Somali journalists will have good reason to be worried if Farmajo signs the media bill, which had been debated for the past two years. The final version, which was sneaked through the federal parliament, has many vague and draconian provisions.They include article 3, which makes it illegal for journalists to be compelled by threat or force – for example, by political or armed actors – to publish “information which conflicts with the interests of the country, security, the economy, politics and society.”
The proposed law does not protect the confidentiality of sources and says journalists can be held responsible for the consequences of disclosing confidential information. It says journalists can be fined for violations, but does not specify the size of the fines.
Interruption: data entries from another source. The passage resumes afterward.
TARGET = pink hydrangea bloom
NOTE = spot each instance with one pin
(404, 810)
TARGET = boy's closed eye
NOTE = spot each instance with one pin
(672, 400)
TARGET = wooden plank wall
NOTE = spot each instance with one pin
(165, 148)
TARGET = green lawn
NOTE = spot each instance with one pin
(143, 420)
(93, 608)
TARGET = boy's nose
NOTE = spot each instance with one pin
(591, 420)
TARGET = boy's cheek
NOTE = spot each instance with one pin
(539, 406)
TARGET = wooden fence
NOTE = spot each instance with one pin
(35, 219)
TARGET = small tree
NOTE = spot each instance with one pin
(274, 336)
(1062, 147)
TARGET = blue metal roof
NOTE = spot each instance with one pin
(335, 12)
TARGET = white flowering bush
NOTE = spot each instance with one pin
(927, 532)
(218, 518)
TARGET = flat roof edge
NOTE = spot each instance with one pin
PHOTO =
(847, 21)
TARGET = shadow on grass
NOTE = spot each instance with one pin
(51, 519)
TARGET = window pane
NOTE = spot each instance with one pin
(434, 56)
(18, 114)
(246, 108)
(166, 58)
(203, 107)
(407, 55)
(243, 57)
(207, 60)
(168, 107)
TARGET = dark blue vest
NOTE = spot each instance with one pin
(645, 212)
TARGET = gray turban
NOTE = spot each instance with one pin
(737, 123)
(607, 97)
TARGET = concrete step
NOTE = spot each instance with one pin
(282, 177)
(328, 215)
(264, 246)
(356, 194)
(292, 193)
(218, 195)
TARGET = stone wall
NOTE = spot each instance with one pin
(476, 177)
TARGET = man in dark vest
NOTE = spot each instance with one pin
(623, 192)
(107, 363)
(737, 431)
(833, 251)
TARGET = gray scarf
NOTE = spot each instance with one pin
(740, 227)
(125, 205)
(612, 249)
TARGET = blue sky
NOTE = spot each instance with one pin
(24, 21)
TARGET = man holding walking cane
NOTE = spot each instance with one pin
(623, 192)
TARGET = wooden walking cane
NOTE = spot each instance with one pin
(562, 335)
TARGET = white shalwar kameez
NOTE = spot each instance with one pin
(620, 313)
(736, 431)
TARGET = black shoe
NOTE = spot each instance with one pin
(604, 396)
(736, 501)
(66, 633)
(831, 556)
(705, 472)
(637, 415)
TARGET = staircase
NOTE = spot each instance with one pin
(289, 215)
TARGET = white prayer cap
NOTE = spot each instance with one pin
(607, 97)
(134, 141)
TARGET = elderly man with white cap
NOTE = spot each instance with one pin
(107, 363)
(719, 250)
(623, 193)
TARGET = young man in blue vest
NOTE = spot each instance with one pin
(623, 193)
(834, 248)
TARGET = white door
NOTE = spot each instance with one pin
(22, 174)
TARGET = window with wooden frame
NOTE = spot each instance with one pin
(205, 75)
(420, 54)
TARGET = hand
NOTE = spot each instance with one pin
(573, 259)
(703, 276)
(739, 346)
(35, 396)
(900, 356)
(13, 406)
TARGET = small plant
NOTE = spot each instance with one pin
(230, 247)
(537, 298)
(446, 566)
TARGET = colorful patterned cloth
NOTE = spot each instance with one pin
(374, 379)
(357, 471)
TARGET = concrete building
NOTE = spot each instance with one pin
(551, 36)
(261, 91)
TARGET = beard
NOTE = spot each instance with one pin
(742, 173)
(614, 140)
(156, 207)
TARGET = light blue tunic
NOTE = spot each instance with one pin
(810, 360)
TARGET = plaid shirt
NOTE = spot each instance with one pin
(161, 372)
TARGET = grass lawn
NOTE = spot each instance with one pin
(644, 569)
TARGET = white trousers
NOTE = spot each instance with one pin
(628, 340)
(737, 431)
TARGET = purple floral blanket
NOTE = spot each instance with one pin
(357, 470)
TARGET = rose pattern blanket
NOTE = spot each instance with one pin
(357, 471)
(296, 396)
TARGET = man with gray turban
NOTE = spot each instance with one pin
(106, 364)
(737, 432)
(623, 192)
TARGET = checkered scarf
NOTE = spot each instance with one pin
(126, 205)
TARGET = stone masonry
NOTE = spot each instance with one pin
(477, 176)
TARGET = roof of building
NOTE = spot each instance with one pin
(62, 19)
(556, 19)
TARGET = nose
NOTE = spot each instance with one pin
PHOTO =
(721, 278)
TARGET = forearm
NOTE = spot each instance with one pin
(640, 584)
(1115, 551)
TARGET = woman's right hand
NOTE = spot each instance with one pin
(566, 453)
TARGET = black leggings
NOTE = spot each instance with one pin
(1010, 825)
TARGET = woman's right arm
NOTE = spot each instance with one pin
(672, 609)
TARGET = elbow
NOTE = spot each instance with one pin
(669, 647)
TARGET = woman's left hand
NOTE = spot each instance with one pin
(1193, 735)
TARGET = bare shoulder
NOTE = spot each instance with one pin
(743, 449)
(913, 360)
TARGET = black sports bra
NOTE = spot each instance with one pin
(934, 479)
It also says that verdicts and sentences can be appealed before unspecified “competent jurisdictions,” opening the way to prison sentences.
“What with vague wording, draconian provisions, the possibility of criminal prosecutions leading to prison sentences, drastic restrictions on the right to disseminate information and a government-controlled media regulator, this bill would be deadly for Somalia’s journalists and media if adopted in its current form,” said Arnaud Froger, the head of RSF’s Africa desk.“Just months before the next national elections, it could pose a serious threat to journalism and send a terrible message to those who struggle to produce news and information in an independent manner in an already difficult security context. We ask the president not to promulgate this law in order not to undermine all the encouraging efforts on behalf of press freedom seen in recent months in Somalia.”
Journalists under information ministry control
The bill also provides for a “record of journalists” on which anyone wishing to engage in journalistic activity must be registered. The information ministry would be able to reject applicants after examination of their professional qualifications. The freedom to publish is restricted by a provision under which anyone seeking to create a new publication must apply for a permit and make a prior deposit payment.
The media regulatory body is liable to lack any independence because its members are recommended by the information ministry and must be approved by the government. The excessive powers granted to the information ministry also include the drafting of a media code of conduct that will forbid the publication of photos or videos that are ”disturbing for society” or “violate public decency.”
Somalia continues to be sub-Saharan Africa’s deadliest country for journalists, with 26 killed since 2013 (three of them last year). Arbitrary arrests are still frequent, especially in the northern regions of Somaliland and Puntland. A total of 25 journalists were arrested arbitrarily in 2019, according to the annual report of the National Union of Somali Journalists (NUSOJ).
The president and prime minister have nonetheless sent encouraging signals, especially with regard to combatting impunity for crimes of violence against journalists. The policeman who fatally shot SBS cameraman Abdirisak Qasim Iman in Mogadishu in July 2018 was sentenced in absentia to five years in prison. RSF continues to call on the authorities to make every effort to arrest him so that he serves his sentence. Two soldiers were also arrested and discharged from the army for tying up two journalists and leaving them in the sun because they had been doing street interviews.
Somalia is ranked 164th out of 180 countries in RSF’s 2019 World Press Freedom Index.